The nature of music promotion is always evolving. With every new app and technology, there is a new avenue to take your music down in the hope of bumping into super fans and career-changing industry figures.
While some of the old school techniques apply, such as playing live in the hope of enamouring a label owner, some of the other methods are far more 2022, by establishing yourself in a Metaverse and digitally playing to a crowd.
The best way to promote your music boils down to the type of impression that you want to make in your respective scene. Firstly, it is important to ask what you want to get out of promoting your music. Do you want gigs on bigger stages? Do you want to be revered by respected bloggers and radio DJs? Do you want your music on a playlist with millions of followers? Hopefully, by this point, you’re starting to see the importance of creating a self-promo plan with goals and milestones. Once you’ve set those, you can start making it a reality. However, there are some aspects of self-promo that all artists should consider.
How to Promote Your Music
- Create a Promotion Strategy
For independent artists, the hard work has only just begun when the single or album has been mixed and mastered. Once the release is ready to get in the ears of your fans, give yourself the chance to increase the number of those fans before the release.
Everything you put out into the world artistically should be part of a marketing strategy. Ideally, you will want to keep up all of the momenta from previous campaigns by releasing new content regularly. You will also want to create a social media campaign and pre-release content before contacting blogs, radio stations, and A&R reps three weeks before the release.
- Social Media Marketing
In 2022, the average person spends 147 minutes every day on social media. Use that to your advantage by building a fanbase on social media platforms, such as Facebook, Twitter, Instagram and TikTok. Once you’re Facebook friends with a few contacts in your local or genre-specific scene, it will be infinitely easier to make more connections within your respective scene. Via social media, you can capture the attention of your targeted audience with your brand; you can also create connections and friendships with influencers and industry figures.
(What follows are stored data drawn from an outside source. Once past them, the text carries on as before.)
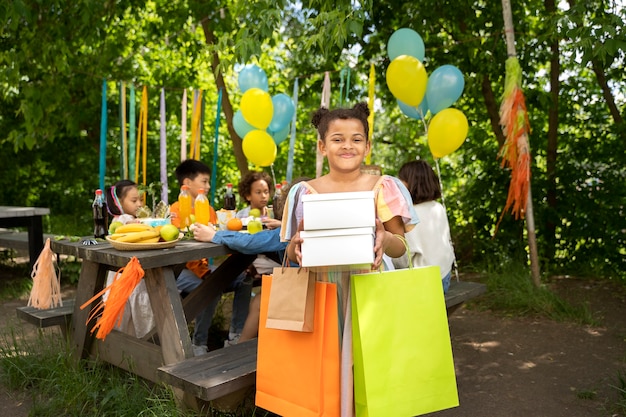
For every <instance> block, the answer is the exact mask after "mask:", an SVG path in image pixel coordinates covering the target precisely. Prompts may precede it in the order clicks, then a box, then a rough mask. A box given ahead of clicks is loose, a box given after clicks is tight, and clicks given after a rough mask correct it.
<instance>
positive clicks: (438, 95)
mask: <svg viewBox="0 0 626 417" xmlns="http://www.w3.org/2000/svg"><path fill="white" fill-rule="evenodd" d="M464 88H465V79H464V78H463V74H462V73H461V71H460V70H459V69H458V68H457V67H455V66H454V65H442V66H441V67H439V68H437V69H436V70H434V71H433V73H432V74H430V77H428V84H427V85H426V98H427V99H428V106H429V107H430V112H431V113H432V114H433V115H435V114H437V113H439V112H440V111H441V110H443V109H447V108H448V107H450V106H451V105H453V104H454V103H455V102H456V101H457V100H458V99H459V97H461V94H462V93H463V89H464Z"/></svg>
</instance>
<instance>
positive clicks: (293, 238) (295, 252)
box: [287, 222, 304, 265]
mask: <svg viewBox="0 0 626 417" xmlns="http://www.w3.org/2000/svg"><path fill="white" fill-rule="evenodd" d="M303 229H304V222H300V225H299V226H298V232H296V234H295V235H293V237H292V238H291V240H290V241H289V246H288V247H287V256H288V257H289V260H290V261H292V262H296V263H297V264H298V265H302V242H304V239H302V238H301V237H300V231H301V230H303Z"/></svg>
Not every platform will work for every artist, but it is worth joining them all as a process of trial and error. The ability to sync posts across multiple social media platforms makes this process almost effortless. You will also want to make sure that you post just enough to keep fresh in people’s minds and not enough to become irritating.
- Build a Mailing List & Create a Website
Even if all of your info is available on social media and you relay all of your news via Facebook, you will still need to build an official website and create a mailing list.
Mailing lists are far from a thing of the past. They are one of the best ways to promote new tours, releases and merch drops. Building a contact list can be hard work, but it can pay off in the long run. Always try to create an incentive for your fans to join your mailing list, such as early access to new releases.
- Consider Traditional Means
A few years ago, getting playlisted on a major influencer-owned playlist was one of the best ways for independent artists to market their music. Now, capitalism and corruption have wormed their way into that promo method. While some of the older promotional means have stood the test of time.
Not only does radio play help you rapidly expand your audience, but it can also pay well – especially if you get put in regular rotation on a popular station. You can either shoot for national or regional stations or look for indie online radio shows seeking fresh sounds from emerging artists. Blogs are also helpful music artist promotion services. As with the radio play, the benefits are two-fold; along with the exposure, once you’ve garnered some critical acclaim, you’re infinitely more likely to receive some more.
Last but not least, global pandemics aside, don’t shy away from playing live. Shows and festivals are some of the best ways to build your network with other bands, promoters, photographers, and journalists. The benefits of befriending other bands in your scene may not be immediately evident, but it always opens the door to the prospect of more future tours and fanbase-sharing.